La cultura patagónica despidió este jueves a uno de sus máximos referentes: Rubén Patagonia, cantante, actor y figura esencial en la construcción de una identidad artística ligada al sur argentino. Tenía 69 años y se encontraba internado en Comodoro Rivadavia, donde nació y desarrolló gran parte de su vida. Su muerte generó conmoción en la comunidad cultural y entre quienes encontraron en su obra una expresión honesta de la memoria territorial y los pueblos originarios.
En los días previos, familiares comunicaron que el músico necesitaba donantes de sangre y agradecieron la respuesta solidaria de la comunidad. Ese gesto marcó el afecto que despertó Rubén Patagonia, quien atravesó un cuadro de salud delicado que finalmente no pudo superar.
Rubén Chauque —su nombre real— nació el 2 de julio de 1956 en Comodoro Rivadavia y descendía de tehuelches. Desde 1971 recorrió escenarios con una propuesta que combinó tradición, denuncia, espiritualidad y modernidad. Su canto surgió de la tierra patagónica y se mezcló con instrumentos contemporáneos, generando una estética propia que aproximó la cultura ancestral a públicos diversos.
Además, su búsqueda artística tomó forma en varios discos que marcaron etapas importantes en su carrera. Su debut discográfico ocurrió en 1979 con Más Acá del Colorado y luego continuó con títulos como Miremos al Sur, Ay, Patagonia, Cutral-Có —producido por Ricardo Iorio—, Volver a Ser Uno —producido por León Gieco— y Historias, editado en 2006. Cada obra consolidó un mensaje político y cultural que reivindicó a los pueblos originarios en un país que pocas veces los ubicó en el centro del relato.
Mientras tanto, en 1984 creó el taller didáctico “Volver a Ser Uno”, orientado al reencuentro con las culturas originarias de la Patagonia. En esa experiencia trabajó con elementos mapuche, aonikenk y selk’nam, según detalló ADNSur, y brindó herramientas educativas que trascendieron escenarios y públicos convencionales.
Rubén Patagonia también integró el cine nacional e internacional como actor. Actuó en La película del Rey (1986), de Carlos Sorín, una obra premiada en festivales internacionales.

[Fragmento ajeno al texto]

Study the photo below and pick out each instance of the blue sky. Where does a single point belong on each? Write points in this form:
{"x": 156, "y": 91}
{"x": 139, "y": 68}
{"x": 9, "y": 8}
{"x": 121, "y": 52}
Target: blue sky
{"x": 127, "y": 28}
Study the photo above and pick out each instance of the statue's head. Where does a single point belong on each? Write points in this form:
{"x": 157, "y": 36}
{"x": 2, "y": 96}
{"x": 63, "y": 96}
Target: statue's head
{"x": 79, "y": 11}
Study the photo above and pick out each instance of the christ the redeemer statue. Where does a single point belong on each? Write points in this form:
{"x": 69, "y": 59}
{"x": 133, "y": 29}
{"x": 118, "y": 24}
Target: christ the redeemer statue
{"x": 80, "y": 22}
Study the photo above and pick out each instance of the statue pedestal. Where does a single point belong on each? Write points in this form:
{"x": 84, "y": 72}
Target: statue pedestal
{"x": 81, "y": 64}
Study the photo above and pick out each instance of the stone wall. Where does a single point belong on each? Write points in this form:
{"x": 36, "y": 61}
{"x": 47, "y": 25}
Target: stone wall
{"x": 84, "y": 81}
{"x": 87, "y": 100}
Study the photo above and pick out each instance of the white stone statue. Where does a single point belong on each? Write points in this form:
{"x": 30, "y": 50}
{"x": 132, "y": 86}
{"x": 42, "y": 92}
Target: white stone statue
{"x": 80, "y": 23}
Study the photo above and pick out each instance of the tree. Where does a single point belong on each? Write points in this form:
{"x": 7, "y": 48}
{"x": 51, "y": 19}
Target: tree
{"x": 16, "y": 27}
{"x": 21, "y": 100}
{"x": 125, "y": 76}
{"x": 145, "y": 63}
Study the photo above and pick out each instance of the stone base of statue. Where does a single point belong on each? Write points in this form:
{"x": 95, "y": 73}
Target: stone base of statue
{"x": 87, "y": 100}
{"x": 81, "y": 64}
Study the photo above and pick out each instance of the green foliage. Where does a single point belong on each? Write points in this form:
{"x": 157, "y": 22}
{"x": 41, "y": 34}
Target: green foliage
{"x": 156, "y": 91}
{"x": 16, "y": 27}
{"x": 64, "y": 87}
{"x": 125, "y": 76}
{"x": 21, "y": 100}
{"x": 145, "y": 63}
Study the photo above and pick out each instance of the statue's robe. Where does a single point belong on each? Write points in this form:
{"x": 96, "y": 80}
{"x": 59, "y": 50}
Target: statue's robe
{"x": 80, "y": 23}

Luego participó en otras producciones, entre ellas La eterna sonrisa (Estados Unidos), junto a Daniel Day-Lewis; De los Apeninos a los Andes (Italia), con Giuliano Gemma, Luis Brandoni y Patricio Contreras; El navegante y los cóndores (Francia); y El Camino (2000). Esa trayectoria amplió su alcance y lo presentó ante audiencias fuera del país.
Su obra musical construyó puentes entre el folklore y el rock. Compartió escenarios y grabaciones con artistas como León Gieco, Almafuerte, Divididos, Flavio Cianciarullo, Lito Vitale, Bersuit Vergarabat y Víctor Heredia. Así integró mundos distintos y fortaleció el diálogo entre lo urbano, lo rural, lo indígena y lo contemporáneo.
Para muchos, Rubén Patagonia no fue solo un músico. Representó un modo de vida y una herramienta cultural para pensar la Patagonia desde adentro, sin folclorizarla ni convertirla en postal turística. Su legado vive en sus canciones, en su mensaje educativo y en una identidad colectiva que hoy reconoce su aporte con dolor, orgullo y gratitud.